How to compute the eigenvector of this complex matrix in Grover's algorithm?

Question

We know that $\mathsf{SO}(3)$ matrix stands for the proper rotation in 3D space. But when I read this paper, there is a $\mathsf{SO}(3)$ matrix stands for the general query matrix of Grover's algorithm in $\mathsf{SO}(3)$ form: $$ \left(\begin{array}{ccc} R_{11} & R_{12} & R_{13} \\ R_{21} & R_{22} & R_{23} \\ R_{31} & R_{32} & R_{33} \end{array}\right), $$ where \begin{align*} R_{11}&=\cos \phi\left(\cos ^{2} 2 \beta \cos \theta+\sin ^{2} 2 \beta\right)+\cos 2 \beta \sin \theta \sin \phi\\ R_{12}&=\cos 2 \beta \cos \phi \sin \theta- \cos \theta \sin \phi\\R_{13}&=-\cos \phi \sin 4 \beta \sin ^{2} \frac{\theta}{2}+\sin 2 \beta \sin \theta \sin \phi\\R_{21}&=-\cos (2 \beta) \cos \phi \sin \theta+ \left(\cos ^{2} \frac{\theta}{2}-\cos 4 \beta \sin ^{2} \frac{\theta}{2}\right) \sin \phi\\R_{22}&=\cos \theta \cos \phi+\cos 2 \beta \sin \theta \sin \phi\\ R_{23}&=-\cos \phi \sin 2 \beta \sin \theta- \sin 4 \beta \sin ^{2} \frac{\theta}{2} \sin \phi\\R_{31}&=-\sin 4 \beta \sin ^{2} \frac{\theta}{2}\\R_{32}&=\sin 2 \beta \sin \theta\\R_{33}&=\cos ^{2} 2 \beta+\cos \theta \sin ^{2} 2 \beta\,. \end{align*} The paper says that the eigenvector of this matrix is $(\cot \frac{\phi}{2},1,-\cot 2 \beta \cot \frac{\phi}{2}+\cot \frac{\theta}{2} \csc 2 \beta)^{T}$.
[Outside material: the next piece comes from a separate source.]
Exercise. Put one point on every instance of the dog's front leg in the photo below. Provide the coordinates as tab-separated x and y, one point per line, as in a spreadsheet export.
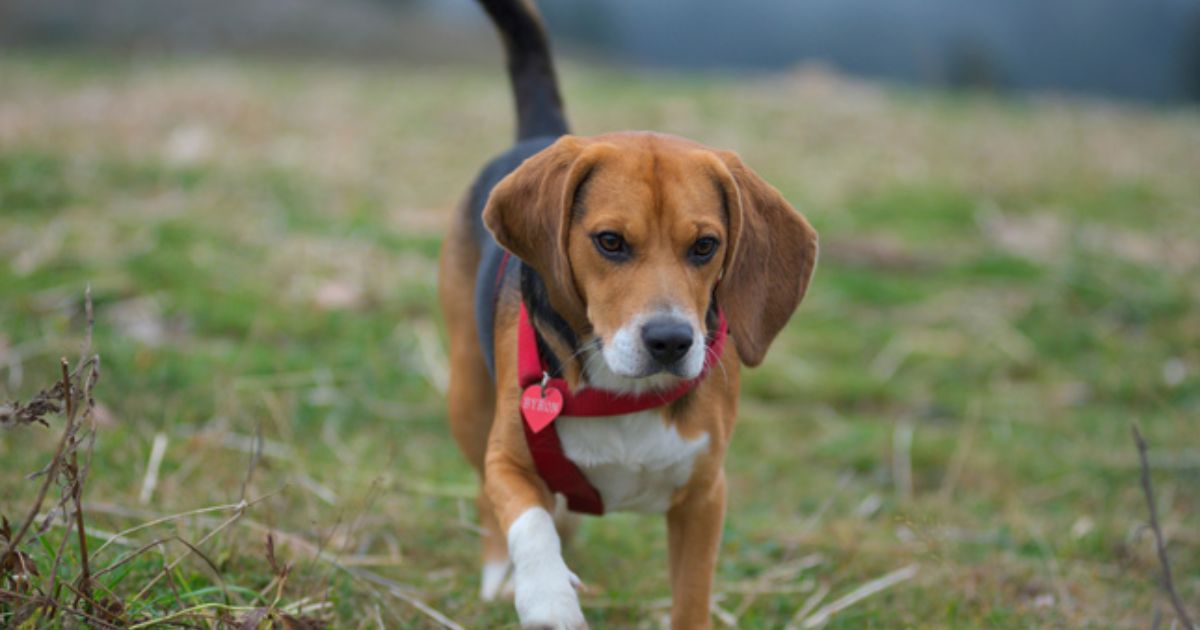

I know this question is very basic and I've tried to use Matlab to calculate it. But I just can't figure out how can the author got the eigenvector of such a simple form? Can it be manually calculated? Is there a better way to compute the eigenvector of this kind of parameterized matrix?

Answer 1

If I were you, I'd ignore the matrix $R$ and instead work with the matrix $Q$. They give you a conversion between vectors in the two different representations.

First, I'm going to simplify things a bit by working with $$ \tilde Q=\left(\begin{array}{cc} e^{i\phi/2} & 0 \\ 0 & e^{-i\phi/2} \end{array}\right)Q. $$ You'll have to compensate for this in the final analysis. Now, if I want to find the eigenvectors of $\tilde Q$, note that I can remove any amount of the identity and the eigenvectors don't change. So, remove $-\cos\frac{\theta}{2}I$. You're left with $$ -\sin\frac{\theta}{2}\left(\begin{array}{cc} \cos2\beta & \sin2\beta \\ \sin2\beta & -\cos2\beta \end{array}\right) $$ Again, for the sake of the eigenvector, you can ignore the overall multiplicative factor ($-\sin\frac{\theta}{2}$). Your eigenvector will be for the form $$ \left(\begin{array}{c} \cos\beta \\ \sin\beta \end{array}\right) $$

I believe that, ultimately, when you incorporate the adjustment between $\tilde Q$ and $Q$, you'll find the eigenvector is $$ \left(\begin{array}{c} \sqrt{1-\sin^2\frac{\phi}{2}\cos^22\beta}+\cos\frac{\phi}{2}\cos2\beta \\ \sin2\beta e^{-i\phi/2} \end{array}\right). $$

However, if you want to analyse the $R$ matrix directly, there must be an equivalent to each of my steps.